As reported in the Troubled Company Reporter-Latin America on
April 13, 2010, the transition date for the Caribbean Airlines to
begin its take over of Air Jamaica Limited is pushed through to
April 30/ May 1, 2010.  The report related that Air Jamaica will
continue to operate its routes, under the management of Caribbean
Airlines until it morphs into Caribbean Airlines.  Mr.

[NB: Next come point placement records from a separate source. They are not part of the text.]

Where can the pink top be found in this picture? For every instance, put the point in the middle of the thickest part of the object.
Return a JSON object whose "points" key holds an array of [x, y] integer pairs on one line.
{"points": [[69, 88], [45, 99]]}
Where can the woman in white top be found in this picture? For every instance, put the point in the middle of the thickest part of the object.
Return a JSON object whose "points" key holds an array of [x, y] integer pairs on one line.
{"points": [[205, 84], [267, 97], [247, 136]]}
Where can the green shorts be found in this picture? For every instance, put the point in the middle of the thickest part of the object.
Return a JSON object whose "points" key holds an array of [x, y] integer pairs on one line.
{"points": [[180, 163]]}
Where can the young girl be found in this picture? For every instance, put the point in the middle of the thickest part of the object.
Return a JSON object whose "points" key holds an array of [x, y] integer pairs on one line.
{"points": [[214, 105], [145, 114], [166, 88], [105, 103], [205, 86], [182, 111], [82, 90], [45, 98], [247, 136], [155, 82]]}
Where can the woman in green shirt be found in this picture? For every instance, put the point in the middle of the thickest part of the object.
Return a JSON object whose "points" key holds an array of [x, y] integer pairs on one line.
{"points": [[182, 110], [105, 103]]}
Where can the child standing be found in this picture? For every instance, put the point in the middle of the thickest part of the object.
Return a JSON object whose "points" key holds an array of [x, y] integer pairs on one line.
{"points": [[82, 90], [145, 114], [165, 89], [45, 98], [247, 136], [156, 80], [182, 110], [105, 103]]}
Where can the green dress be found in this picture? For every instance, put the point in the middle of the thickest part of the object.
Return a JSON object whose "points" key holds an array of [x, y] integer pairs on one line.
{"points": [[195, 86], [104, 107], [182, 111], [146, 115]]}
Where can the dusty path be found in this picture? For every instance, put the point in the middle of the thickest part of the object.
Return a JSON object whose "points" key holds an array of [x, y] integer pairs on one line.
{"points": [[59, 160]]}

Shaw, the
report disclosed, said that the date change was mutually agreed on
by both parties, who are still in consultation with the United
States and Canadian Departments of Transport, from whom they must
get permission.  Since the date has been moved from April 12 to
April 30, the new date for the redundancy of Air Jamaica's staff
is now April 30, 2010, he added, the report related.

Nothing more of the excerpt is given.